The goal is to reach summer with levels that are even lower than at present for the speed of infection, the number of people affected and the hospital pressure. Only under these conditions can a half-way normal July and August period be guaranteed. It is not an unattainable goal, as the speed with which the vaccination process has advanced in recent weeks has boosted optimism. This month of May will be key if supplies continue to arrive at the current rate and no new problems emerge.

The entire leisure sector is hopeful that from Monday 9th, it can turn the current situation inside out like a sock and can itself see some light on the horizon. The same goes for the restaurant industry, where people are beginning to make bookings. It is to be hoped that the Catalan government still in office will empathize with a sector that has been particularly badly treated. Less worrying about the behaviour of people, who have mostly been very responsible, and more work on creating the conditions for the different sectors to reactivate themselves as soon as possible.
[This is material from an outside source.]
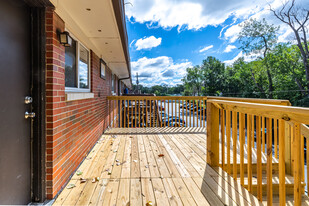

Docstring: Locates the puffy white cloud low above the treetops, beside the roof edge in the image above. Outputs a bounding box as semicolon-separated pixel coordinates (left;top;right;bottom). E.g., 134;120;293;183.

If the negotiations between ERC and Junts do not derail again, towards the middle of the month the presidential candidate Pere Aragonès could ask the speaker of parliament, Laura Borràs, to call another investiture session. The third and final one. There is a lot of stitching together still to be done, starting with the structure of the new government and the distribution of ministries. ERC has already delivered a document which Junts feels give them a poor deal. Puigdemont's party puts forward something simpler - that the starting point for the negotiation should be with Junts having the government competencies that ERC had in the last legislature. But simpler does not mean, by any measure, easier. Once the strategic and programmatic issues are on track, it's time, let's be clear, to enter into the distribution of power. And that always causes irritation.